Rita began to talk by talking figures. It surprised her how much she'd filed them away in her head like a story. It was as if, with all the study and putting together and adding up columns, she'd been hearing the story piecemeal for weeks from Varda himself, and now she was spinning it out in the proper order. About the major acquisitions in the twenties, for instance—the Rembrandt, the Assyrian reliefs, the Shakespeare folios, the lion's share of the china. Tailoring it to her audience, she dovetailed the money disbursed on black market art with the Bel-Air land Varda was selling off in lots for a profit of fifteen hundred, two thousand percent. At the same time, she worked in the highlights of the breakdown and long sedation of Frances Dean. It is like this in here, she seemed to say, because of what it was like out there in the house.

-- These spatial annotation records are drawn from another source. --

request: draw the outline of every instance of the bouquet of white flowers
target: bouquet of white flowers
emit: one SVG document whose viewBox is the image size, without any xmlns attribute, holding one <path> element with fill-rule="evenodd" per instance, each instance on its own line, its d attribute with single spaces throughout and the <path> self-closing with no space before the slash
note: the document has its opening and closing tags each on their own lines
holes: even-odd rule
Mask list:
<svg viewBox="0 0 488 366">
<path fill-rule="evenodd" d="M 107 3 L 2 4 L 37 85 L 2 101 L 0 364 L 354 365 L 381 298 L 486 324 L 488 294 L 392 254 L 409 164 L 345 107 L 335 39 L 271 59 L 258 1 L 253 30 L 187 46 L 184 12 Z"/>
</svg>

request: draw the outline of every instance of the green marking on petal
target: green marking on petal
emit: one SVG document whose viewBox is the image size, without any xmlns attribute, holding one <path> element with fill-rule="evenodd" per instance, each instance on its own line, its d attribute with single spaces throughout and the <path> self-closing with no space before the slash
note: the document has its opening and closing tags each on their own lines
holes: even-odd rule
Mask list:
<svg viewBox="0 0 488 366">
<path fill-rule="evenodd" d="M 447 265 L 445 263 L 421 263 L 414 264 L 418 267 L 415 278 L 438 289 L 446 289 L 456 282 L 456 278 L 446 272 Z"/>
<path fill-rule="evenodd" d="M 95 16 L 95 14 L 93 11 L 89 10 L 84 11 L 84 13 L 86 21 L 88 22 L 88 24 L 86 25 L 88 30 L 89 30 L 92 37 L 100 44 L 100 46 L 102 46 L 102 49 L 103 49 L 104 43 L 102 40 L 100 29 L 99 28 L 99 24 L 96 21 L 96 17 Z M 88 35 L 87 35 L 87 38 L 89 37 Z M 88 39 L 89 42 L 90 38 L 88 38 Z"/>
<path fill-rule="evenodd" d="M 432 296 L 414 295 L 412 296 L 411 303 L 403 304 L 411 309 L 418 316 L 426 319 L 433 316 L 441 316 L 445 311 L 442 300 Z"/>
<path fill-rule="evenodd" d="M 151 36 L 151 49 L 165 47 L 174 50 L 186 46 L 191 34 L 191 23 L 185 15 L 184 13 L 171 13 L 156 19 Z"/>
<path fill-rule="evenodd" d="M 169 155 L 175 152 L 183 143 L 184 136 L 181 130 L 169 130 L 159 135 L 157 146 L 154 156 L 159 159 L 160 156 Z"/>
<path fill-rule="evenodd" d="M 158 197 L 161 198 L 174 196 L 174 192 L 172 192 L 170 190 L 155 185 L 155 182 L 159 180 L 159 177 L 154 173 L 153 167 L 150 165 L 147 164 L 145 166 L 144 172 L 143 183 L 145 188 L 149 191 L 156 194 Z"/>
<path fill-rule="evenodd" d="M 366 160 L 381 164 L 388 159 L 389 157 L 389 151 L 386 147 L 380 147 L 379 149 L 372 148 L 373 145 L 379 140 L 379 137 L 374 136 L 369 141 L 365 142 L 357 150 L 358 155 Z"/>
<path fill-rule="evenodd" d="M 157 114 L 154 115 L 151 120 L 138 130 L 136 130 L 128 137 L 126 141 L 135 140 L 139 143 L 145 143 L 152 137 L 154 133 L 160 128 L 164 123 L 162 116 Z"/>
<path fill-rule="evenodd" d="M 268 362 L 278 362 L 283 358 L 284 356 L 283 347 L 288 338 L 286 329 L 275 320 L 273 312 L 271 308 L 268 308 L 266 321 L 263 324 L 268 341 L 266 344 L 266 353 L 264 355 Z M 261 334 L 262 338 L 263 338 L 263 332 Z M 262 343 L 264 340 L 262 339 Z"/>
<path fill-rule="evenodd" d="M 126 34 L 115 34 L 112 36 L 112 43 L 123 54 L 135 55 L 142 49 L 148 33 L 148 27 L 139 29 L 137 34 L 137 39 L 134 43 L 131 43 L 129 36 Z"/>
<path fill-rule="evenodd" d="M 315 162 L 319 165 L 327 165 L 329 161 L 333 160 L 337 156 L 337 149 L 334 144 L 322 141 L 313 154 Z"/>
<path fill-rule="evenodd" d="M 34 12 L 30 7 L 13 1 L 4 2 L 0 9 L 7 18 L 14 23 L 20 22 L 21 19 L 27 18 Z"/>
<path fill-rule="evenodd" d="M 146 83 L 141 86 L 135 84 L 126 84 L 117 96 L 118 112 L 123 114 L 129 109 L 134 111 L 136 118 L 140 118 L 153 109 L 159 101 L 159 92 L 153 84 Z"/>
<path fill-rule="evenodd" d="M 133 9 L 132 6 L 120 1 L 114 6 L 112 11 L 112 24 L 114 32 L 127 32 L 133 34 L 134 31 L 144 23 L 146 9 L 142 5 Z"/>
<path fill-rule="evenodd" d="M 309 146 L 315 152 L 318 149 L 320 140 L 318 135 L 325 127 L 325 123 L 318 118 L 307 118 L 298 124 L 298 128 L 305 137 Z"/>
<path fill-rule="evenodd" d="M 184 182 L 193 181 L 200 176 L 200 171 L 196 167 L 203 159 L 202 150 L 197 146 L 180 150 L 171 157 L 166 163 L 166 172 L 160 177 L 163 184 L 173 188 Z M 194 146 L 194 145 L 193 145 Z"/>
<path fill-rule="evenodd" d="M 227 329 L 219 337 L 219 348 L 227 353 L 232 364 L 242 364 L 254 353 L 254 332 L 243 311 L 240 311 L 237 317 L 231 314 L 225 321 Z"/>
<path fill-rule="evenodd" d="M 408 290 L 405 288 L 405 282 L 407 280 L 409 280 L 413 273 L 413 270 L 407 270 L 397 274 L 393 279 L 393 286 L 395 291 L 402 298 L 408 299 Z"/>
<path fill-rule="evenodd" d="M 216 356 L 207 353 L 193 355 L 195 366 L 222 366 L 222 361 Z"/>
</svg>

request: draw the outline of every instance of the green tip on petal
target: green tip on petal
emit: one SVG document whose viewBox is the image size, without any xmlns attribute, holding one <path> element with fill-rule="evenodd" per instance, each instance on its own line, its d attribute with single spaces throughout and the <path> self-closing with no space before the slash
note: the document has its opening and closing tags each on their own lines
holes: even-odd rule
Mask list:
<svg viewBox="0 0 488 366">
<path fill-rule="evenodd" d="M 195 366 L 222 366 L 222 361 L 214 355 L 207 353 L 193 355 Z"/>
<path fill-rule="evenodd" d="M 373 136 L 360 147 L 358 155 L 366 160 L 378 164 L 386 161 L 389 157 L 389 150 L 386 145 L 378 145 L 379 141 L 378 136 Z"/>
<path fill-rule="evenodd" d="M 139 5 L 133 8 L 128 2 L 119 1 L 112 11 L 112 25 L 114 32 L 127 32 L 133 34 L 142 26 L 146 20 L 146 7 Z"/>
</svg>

And when the story began to be about the people and not the things, Nick could see Rita sifting the human dilemma out of the catalogue. She caught the thread of the other diary Varda never wrote down. And Nick saw for the first time who they were, the ghosts who haunted Crook House. Sometimes, Rita said, the hopheaded Frances was probably well enough to take a turn with Varda through the house. Now and then, leaning on his arm and gliding in the garden, she must have seemed once more the dreamy girl who'd been in movies. He was forever giving her presents, whenever she was alert enough to hold one in her hands. Here, Frances, have a Degas. Have a Tiffany bracelet. A sky blue dish from China. Anything she'd like, just to keep her here in the outside world. And she must have smiled a mile-wide smile from a silent from time to time, delighted by his attentions. To get through to her, Rusty Varda was glad to buy more and more. A daze was better than nothing. Most of the time, after all, she lay in her room, hospital-quiet, whistling through her lips from the bottom of the ocean.

“It went on like that for twenty years,” Rita said admiringly, as if she was impressed by anyone who could stand time on its head like an hourglass, over and over, keeping things the same.

“Why?” Nick asked. He seemed to want to hear a moral purpose, suspecting none at hand.

“Because they loved each other, I guess. Well,
he
loved
her
.”

“But it sounds so sad.”

“Does it? I thought so too, at first, and now I don't.” But she said it quickly, not expecting to be agreed with and anxious to get on. She cares too much, Nick thought. She appeared to believe that what it all came to—the secret room in the hill—was so outrageous it made all the rules. So what, Rita seemed to say, so what if she was drugged up in a stupor and the stuff was all stolen?
Look
at it. But then why was she breaking it up? She got quite grave when she told him the next step, the sending things back to their proper places. In part, perhaps, she was ashamed to be giving away goods that might by law be Nick's and Peter's. As to the contradiction, loving it so much and at the same time taking it apart, it didn't seem odd to her. Varda had reached a romantic pitch as acute as
Anna Karenina
, and now it was time to take down the set. Rita was a great believer in things in their own time.